1 Thessaloniciens 1/9-10
Alors que leur bateau de pêche rentrait au port, les marins se tenaient sur le pont à scruter le groupe de leurs bien-aimées les attendant sur le quai. Le commandant les identifiait les unes après les autres disant : “Je vois la Marie du Bill, et la Margareth de Tom, et la Louise de David”… L’un des marins s’inquiéta de ne pas voir son épouse et quitta le bateau, le cœur gros, s’empressant de gravir la colline. C’est alors qu’il aperçut la lumière dans sa maison. Au moment où il ouvrit la porte, son épouse vint à sa rencontre en disant : “Je t’attendais”, mais il lui répondit avec des accents de reproche : “Les autres, elles, étaient en train de guetter le retour de leur mari !”

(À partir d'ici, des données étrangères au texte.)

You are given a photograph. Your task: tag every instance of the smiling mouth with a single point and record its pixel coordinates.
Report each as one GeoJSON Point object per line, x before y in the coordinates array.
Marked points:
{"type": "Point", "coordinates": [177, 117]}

Si déjà, pour l’apôtre Paul, le retour de Christ était proche (Ph 4/5), à combien plus forte raison aujourd’hui, devons-nous vivre en conséquence, c’est-à-dire être :
– prêts et en “attitude veille” (Mc 13/35-37 ; Lc 12/35-40). “En attendant ces choses, appliquez-vous à être trouvés par lui sans tache et irréprochables dans la paix” (2 P 3-14) ;
– patients dans notre espérance (Jc 5/7-8) et persévérants dans la prière : “Tenez-vous donc en éveil et priez, sans vous relâcher, pour que Dieu vous donne la force d’échapper à tous ces malheurs futurs et pour que vous puissiez vous présenter debout avec assurance en présence du Fils de l’homme” (Lc 21/36) ;
– bien équipés (Ep 6/11-17) mais surtout zélés dans l’œuvre de Dieu, afin de contribuer à hâter ce retour : “Vivez dans l’attente de l’avènement du jour de Dieu et, en même temps, travaillez pour en hâter la venue” (2 P 12).